Over the last decade, tens of thousands of workers in agriculture, meatpacking, construction, building services, manufacturing and other industries have lost their jobs as a result of workplace enforcement.
Many, if not most, have been union members, and a groundswell of labour opinion has condemned these terminations.
Hundreds of workers, for instance, were fired in the middle of an organising drive at a California supermarket chain.
Gerardo Dominguez, organising director of Local 5 of the United Food and Commercial Workers, called the terminations “an economic disaster for the San Francisco Bay Area.
These workers pay taxes that support local schools and services. Being terminated because of immigration status is a violation of their human and civil rights. Their families and our entire community will be harmed, and inequality and poverty will increase.”
In addition, the President announced that even greater resources will be spent securing the US/Mexico border, where hundreds of people die each year.
“More enforcement here will mean even more people will die trying to cross, and greater violations of civil and human rights in our border communities,” according to the Coalición de Derechos Humanos, a union-aligned immigrant rights organisation based in Tucson, Arizona.
“We need to demilitarise the border, not to increase its militarisation. The US already spends more money on immigration enforcement, including the notorious Operation Streamline kangaroo courts, than all other federal law enforcement programs combined. It is inexcusable to spend even more.”
President Obama also announced he will expand the number of privately-run prisons for immigrants, and the number of people held in them.
One such centre, the South Texas Family Residential Center, has already been built in Texas to hold over 2400 children and family members from Central America.
The detention of Central American children has been strongly criticised by the AFL-CIO.
A recent delegation to Honduras led by the federation’s vice-president Tefere Gebre even urged the Honduran government not to accept deportees arriving from the US if they haven’t been allowed their legal right to apply for asylum.
Free trade policies
According to many labor and immigrant rights groups, however, migrants from Central America, Mexico and elsewhere have been driven into migration by free trade agreements and other economic policies pursued by the US government.
Yet the Obama administration is currently asking Congress to give it a “fast-track” process for approving the Trans Pacific Partnership, a free trade agreement involving 12 countries around the Pacific Rim.
The Dignity Campaign, a network of a number of local unions, labour councils and immigrant rights organisations, warned:
“Two decades of experience with NAFTA tells us that these deals drive people into poverty, leading to more displacement and global migration, while US jobs are eliminated.
“We need to end these trade arrangements as part of a sensible immigration policy.

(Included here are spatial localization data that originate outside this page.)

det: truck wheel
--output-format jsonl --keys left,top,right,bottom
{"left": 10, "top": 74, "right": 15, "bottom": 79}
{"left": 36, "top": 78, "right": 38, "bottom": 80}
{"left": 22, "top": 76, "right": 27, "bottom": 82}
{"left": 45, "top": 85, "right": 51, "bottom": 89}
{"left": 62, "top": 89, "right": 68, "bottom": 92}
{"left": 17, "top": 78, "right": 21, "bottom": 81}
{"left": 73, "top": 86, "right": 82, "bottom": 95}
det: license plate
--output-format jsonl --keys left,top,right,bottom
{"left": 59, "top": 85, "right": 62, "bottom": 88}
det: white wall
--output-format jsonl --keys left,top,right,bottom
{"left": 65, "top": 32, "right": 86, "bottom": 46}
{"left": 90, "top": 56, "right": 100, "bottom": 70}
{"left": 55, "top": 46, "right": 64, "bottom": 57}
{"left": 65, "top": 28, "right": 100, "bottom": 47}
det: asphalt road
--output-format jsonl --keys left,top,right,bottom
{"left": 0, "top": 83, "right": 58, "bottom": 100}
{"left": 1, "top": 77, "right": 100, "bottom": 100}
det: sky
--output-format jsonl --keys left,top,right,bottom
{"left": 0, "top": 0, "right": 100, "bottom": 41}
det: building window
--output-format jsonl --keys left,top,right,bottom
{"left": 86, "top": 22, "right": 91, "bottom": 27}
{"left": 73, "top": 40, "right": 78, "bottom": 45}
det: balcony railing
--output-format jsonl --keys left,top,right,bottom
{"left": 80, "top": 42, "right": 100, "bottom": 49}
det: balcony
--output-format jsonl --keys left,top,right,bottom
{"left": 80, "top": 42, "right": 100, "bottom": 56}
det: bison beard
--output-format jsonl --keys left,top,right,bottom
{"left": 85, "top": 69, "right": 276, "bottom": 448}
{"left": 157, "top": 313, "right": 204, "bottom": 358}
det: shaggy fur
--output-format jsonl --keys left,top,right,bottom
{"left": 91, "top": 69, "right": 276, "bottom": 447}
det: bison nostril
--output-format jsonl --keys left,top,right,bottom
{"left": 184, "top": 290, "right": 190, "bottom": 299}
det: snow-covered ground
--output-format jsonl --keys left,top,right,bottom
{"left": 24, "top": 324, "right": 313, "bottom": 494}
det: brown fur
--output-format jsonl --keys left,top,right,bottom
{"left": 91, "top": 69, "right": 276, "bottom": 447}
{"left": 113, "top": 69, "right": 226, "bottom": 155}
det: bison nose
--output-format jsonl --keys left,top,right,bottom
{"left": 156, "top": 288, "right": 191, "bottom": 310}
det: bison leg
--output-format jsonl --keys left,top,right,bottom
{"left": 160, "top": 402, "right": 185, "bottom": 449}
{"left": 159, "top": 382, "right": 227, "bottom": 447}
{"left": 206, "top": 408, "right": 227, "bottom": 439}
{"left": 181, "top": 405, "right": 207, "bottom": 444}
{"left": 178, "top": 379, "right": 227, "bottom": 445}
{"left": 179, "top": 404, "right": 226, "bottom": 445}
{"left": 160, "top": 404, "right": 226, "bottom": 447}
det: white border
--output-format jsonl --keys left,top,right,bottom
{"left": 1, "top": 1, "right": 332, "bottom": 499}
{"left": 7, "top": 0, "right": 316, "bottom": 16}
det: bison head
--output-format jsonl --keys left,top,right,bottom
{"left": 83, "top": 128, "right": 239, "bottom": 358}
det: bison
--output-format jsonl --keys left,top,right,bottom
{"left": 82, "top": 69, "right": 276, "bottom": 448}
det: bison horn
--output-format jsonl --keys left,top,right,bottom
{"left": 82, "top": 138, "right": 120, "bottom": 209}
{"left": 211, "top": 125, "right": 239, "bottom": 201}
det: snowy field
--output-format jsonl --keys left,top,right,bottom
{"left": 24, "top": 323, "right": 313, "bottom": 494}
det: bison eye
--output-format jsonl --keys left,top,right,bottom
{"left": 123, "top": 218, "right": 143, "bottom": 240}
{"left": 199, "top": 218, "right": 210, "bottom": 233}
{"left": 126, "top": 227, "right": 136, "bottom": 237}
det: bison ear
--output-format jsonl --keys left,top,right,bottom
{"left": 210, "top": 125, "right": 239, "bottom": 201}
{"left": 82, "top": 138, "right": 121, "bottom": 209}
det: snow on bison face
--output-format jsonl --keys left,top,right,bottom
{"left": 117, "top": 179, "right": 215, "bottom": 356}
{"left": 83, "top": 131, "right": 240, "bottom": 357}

We must change US immigration law and trade policy to deal with the basic causes of migration, and to guarantee the human, civil and labor rights of migrants and all working people.”
The Obama executive order will not change US law — only the Congress can pass laws.
It can only change the way existing law is enforced. The possibility exists, therefore, that an incoming administration elected in 2016 could reverse it, deporting those who have come forward to claim a deferred status. That prospect has already frightened some potential applicants.
“The challenge is getting those folks to apply, get them legal status, and make sure that they never lose it,” Perez says.
“If we don’t get enough people into the program, it’s more likely that it could be taken away. I’d love to see union halls all over the country opening up and serving as places where people can come to get good information to apply. That would be beautiful.”